More on copy protection........
eet.com

Copy-protection licenses go on sale

By Junko Yoshida

SAN JOSE, Calif. — The five developers of the Digital Transmission
Content Protection (DTCP) method announced on Wednesday that DTCP
licenses are now available to interested parties through a formally
established, independent licensing authority called the Digital Transmission
Licensing Administrator (DTLA).

The DTCP specification defines a cryptographic protocol for protecting
audio/video entertainment content from illegal copying, interception and
tampering as the content traverses such high-performance digital buses as
IEEE 1394.

A DTCP license could become a must item for chip vendors and system
companies planning to incorporate the IEEE 1394 interface into PC or
audio/video consumer products. But the copy-protection method could
have far-reaching implications beyond the 1394 bus.

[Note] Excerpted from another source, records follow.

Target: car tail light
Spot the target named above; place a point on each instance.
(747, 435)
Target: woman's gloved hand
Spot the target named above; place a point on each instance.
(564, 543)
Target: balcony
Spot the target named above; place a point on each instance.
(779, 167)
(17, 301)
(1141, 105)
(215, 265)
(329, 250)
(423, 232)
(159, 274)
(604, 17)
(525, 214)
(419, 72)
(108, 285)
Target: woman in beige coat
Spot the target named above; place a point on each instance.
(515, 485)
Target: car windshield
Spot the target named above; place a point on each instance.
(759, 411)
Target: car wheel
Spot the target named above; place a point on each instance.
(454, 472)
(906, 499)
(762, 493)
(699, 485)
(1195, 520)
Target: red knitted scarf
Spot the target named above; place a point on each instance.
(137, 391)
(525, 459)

In theory, DTCP could be applied or even be mandated by
copyrighted-content holders — such as Hollywood studios — to any
unprotected two-way digital interfaces inside a set-top or a PC.

But some consumer-electronics executives have expressed concern over the
cost and feasibility of applying DTCP copy protection across a range of
two-way digital interfaces.

DTCP's five codevelopers — Hitachi, Intel Corp., Matsushita Electric
Industrial Co., Sony Corp. and Toshiba Corp. — will share an unspecified
portion of the licensing fees for the copy-protection method.

Among the difficulties that have hindered the transition to digital TV, "this is
the last hurdle," said Scott Smyers, vice president of the Interconnect
Architecture Laboratory of Sony Electronics' U.S. Research Lab (San
Jose). "Together with the Motion Picture Association of America, the
consumer-electronics industry and the information-technology industry,
we've taken that final step."

Under the licensing-fee structure for DTCP, chip or system vendors seeking
to obtain the detailed specs would pay an annual subscription fee that "will
not exceed $20,000," according to the licensing authority. Those who
obtain technical details to develop a certain device will be allowed to sell
their product only to others in the manufacturing chain that are authorized to
implement DTCP.

Those who need to obtain and implement encryption keys inside a system
or on a system-on-chip would pay a separate hardware-certification fee,
which will not exceed 10 cents per unit, according to DTLA.

Both a technical white paper describing the DTCP method and licensing
information from the DTLA are available on the Internet.